Basic physics tells us that a manipulator, composed of fine motor components sheathed in a stronger alloy of some sort, will not be as strong as a solid piece of that alloy. Or multiple levels of layered alloys. The point is that manipulators require not-so-strong components in order to operate properly (i.e. gears, wires, or whatever you're using to allow the "fingers" to have precision movements), and those components are probably going to reduce the overall materials strength of whatever is on the end of your arm.

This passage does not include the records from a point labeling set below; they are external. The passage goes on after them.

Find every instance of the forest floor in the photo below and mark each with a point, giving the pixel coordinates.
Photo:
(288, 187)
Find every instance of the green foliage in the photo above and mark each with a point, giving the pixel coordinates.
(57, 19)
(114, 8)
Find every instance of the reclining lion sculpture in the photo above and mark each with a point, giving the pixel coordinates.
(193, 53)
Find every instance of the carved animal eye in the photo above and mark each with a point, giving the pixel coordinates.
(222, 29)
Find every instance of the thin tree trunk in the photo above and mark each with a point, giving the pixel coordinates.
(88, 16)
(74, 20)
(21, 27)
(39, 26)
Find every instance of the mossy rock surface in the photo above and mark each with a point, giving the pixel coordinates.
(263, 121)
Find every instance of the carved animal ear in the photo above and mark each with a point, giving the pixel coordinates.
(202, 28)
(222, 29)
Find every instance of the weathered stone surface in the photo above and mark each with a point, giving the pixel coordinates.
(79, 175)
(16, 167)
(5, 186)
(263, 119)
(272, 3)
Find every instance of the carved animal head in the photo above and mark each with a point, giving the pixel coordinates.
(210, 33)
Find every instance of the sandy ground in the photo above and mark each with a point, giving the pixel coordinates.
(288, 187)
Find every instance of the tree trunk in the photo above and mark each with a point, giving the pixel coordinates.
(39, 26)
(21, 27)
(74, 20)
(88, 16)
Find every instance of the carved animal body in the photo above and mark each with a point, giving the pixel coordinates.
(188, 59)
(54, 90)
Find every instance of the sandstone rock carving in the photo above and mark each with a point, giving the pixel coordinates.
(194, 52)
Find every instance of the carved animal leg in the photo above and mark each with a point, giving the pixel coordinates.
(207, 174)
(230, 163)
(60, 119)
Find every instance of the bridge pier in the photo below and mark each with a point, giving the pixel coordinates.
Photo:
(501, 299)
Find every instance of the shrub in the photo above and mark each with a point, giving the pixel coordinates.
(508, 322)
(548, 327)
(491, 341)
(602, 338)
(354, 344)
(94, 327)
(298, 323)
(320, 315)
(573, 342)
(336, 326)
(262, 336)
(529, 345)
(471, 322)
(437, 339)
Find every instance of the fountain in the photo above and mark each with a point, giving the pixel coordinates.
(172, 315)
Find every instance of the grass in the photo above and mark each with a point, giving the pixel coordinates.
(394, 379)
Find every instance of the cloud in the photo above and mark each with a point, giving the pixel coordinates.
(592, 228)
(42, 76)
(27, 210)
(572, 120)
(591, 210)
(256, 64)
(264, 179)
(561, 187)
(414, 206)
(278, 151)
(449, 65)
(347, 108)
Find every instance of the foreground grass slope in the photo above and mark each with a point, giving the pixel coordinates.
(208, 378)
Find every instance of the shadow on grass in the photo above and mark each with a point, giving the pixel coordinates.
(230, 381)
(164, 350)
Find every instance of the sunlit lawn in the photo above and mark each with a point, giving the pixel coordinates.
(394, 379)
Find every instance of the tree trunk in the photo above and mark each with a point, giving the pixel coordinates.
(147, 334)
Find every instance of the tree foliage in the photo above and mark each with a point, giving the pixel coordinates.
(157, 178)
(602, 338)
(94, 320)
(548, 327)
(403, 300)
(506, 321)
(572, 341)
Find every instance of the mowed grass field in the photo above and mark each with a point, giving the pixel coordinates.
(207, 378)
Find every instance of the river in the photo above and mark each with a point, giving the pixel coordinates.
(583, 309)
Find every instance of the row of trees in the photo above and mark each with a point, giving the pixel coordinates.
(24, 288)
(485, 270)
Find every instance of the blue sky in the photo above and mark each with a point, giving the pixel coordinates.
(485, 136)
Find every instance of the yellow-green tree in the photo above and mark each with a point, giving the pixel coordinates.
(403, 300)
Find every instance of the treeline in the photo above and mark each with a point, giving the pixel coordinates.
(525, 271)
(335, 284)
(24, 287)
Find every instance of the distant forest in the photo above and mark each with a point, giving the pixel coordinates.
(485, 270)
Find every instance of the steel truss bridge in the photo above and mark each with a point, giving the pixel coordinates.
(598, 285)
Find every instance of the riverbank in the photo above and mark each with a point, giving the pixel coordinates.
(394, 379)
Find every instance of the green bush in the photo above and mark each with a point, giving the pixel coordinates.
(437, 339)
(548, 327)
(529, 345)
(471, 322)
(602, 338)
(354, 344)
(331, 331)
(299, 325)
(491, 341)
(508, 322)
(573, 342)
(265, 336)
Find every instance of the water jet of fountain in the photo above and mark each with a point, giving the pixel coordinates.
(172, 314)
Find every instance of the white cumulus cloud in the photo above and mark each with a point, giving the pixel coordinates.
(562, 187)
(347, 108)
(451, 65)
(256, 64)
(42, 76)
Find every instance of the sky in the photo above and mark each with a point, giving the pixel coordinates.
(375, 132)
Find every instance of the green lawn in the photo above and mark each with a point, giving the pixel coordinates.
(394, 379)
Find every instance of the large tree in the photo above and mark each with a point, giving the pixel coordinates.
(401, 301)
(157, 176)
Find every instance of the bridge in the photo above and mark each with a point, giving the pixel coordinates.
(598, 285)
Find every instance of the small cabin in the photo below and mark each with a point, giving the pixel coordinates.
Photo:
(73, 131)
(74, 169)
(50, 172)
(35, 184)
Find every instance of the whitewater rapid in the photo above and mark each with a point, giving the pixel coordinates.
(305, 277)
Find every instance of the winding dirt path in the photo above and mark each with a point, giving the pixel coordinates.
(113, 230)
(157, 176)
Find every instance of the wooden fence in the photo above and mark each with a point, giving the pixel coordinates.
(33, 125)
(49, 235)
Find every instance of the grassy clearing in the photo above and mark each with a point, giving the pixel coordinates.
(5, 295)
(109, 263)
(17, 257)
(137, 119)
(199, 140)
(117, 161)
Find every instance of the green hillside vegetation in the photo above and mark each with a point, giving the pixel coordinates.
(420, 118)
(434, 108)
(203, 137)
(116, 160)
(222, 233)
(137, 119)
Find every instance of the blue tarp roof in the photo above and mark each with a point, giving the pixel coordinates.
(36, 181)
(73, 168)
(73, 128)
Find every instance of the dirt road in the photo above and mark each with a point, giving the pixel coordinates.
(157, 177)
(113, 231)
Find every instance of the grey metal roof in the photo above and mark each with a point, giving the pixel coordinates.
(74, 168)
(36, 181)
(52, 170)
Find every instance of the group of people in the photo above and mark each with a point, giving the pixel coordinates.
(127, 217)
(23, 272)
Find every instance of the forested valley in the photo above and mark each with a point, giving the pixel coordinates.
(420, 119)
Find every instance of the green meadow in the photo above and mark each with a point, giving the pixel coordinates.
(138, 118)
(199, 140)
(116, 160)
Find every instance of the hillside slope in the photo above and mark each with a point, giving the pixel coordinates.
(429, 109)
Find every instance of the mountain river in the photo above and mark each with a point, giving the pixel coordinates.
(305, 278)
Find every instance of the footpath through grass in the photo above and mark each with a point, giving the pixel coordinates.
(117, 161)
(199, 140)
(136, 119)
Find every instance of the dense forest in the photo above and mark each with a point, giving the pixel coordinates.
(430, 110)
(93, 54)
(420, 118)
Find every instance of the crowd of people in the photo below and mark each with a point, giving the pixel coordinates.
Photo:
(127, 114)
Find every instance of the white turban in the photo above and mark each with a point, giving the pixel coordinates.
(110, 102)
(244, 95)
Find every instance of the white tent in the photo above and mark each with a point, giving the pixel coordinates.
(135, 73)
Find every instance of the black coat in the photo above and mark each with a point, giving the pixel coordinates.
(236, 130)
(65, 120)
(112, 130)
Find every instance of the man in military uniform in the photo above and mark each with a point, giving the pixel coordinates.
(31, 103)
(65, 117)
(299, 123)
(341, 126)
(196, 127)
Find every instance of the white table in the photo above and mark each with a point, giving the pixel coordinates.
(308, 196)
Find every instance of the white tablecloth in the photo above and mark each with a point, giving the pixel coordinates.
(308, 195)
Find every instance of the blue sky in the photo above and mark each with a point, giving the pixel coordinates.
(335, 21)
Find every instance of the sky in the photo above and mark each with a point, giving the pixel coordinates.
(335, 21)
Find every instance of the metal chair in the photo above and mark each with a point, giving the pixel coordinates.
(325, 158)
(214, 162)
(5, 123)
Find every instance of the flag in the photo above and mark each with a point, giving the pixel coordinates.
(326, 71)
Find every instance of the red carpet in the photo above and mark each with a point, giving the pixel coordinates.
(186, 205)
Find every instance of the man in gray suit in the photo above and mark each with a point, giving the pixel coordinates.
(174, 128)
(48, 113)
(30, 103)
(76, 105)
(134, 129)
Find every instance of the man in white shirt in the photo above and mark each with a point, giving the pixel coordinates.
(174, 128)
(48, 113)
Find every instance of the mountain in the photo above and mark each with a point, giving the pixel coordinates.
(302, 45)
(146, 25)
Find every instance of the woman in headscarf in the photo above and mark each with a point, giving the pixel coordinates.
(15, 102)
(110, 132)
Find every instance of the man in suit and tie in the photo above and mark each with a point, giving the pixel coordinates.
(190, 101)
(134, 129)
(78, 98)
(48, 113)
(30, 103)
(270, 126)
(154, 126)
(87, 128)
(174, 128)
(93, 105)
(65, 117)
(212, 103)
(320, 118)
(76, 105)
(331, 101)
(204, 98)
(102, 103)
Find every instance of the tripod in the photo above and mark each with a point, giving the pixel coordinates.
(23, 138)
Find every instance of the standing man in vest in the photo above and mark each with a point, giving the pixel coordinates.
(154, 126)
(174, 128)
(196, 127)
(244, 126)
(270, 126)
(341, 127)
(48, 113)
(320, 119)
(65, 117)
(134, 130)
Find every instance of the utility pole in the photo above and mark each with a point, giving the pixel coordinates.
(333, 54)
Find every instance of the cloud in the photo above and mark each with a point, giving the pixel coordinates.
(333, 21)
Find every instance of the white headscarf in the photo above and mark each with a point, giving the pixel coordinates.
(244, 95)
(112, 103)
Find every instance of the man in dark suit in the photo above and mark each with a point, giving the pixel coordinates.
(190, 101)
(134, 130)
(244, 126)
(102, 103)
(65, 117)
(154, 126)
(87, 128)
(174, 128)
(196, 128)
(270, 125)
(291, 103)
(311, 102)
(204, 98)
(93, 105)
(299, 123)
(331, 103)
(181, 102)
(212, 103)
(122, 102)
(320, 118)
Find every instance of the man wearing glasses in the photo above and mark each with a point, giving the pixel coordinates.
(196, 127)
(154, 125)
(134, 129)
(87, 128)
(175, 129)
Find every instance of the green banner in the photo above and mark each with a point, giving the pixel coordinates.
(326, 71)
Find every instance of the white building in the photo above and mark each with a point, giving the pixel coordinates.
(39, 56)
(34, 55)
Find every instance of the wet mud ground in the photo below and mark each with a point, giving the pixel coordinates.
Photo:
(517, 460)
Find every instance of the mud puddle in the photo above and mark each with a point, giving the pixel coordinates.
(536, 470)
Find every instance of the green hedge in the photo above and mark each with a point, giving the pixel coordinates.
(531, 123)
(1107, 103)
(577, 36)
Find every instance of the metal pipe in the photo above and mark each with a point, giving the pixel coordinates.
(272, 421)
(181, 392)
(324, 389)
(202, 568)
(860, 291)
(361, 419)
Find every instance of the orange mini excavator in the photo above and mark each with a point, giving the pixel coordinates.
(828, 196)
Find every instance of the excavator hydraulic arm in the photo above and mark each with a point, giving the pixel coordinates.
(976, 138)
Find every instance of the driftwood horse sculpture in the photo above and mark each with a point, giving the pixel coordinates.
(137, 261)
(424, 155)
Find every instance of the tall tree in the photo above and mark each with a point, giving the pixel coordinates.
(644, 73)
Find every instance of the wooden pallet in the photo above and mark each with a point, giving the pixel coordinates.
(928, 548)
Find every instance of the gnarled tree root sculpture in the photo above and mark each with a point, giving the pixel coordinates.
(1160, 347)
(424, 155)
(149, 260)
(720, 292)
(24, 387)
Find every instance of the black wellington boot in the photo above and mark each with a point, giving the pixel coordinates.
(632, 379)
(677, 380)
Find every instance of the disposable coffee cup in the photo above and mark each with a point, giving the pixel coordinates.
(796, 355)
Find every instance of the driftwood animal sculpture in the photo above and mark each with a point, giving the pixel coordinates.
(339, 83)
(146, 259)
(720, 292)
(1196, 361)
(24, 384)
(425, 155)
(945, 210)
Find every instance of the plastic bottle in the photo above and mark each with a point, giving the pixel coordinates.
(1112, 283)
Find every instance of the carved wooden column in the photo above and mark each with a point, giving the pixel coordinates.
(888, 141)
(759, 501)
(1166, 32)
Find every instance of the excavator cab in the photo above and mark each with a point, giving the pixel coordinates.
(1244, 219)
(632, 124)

As for your "Gee Whiz Aren't I So Smart to Evolve This Design Into Beam Blade!!1!" argument - I think I'll save the expense on a piece of equipment that will be rarely used (barring, once again, the development of a MacGuffin like Minovsky Particles), and save it for something useful like more mobile suits - maybe with mecha-sized sniper rifles. Even your "Gee, I can switch weapons!" argument fails to carry water. Unlike Gundams, real-world mobile suits don't need to all be right-handed.. You've got two arms. Might as well make use of both of them. Cannon goes in one arm, piledriver/retractable-spring-mounted-blade/cheap-melee-weapon-of-your-choice goes in the other. Cannons that require two limbs to steady can't be stowed properly in the event that you've got a sudden melee on your hands. And you can just as easily mount them over the shoulder on the odd chance that you for some reason need to keep a free "end of limb" o! n your hypothetical unit.
Is it pretty?
Probably not.
But it gets the job done, and it costs less than a bunch of fancy stuff that probably won't be used very often.
I mean, seriously, what was the point of putting arms and hands on a Guntank? I like the design. But did the arms and hands do ANYTHING that justified the expense of putting them there?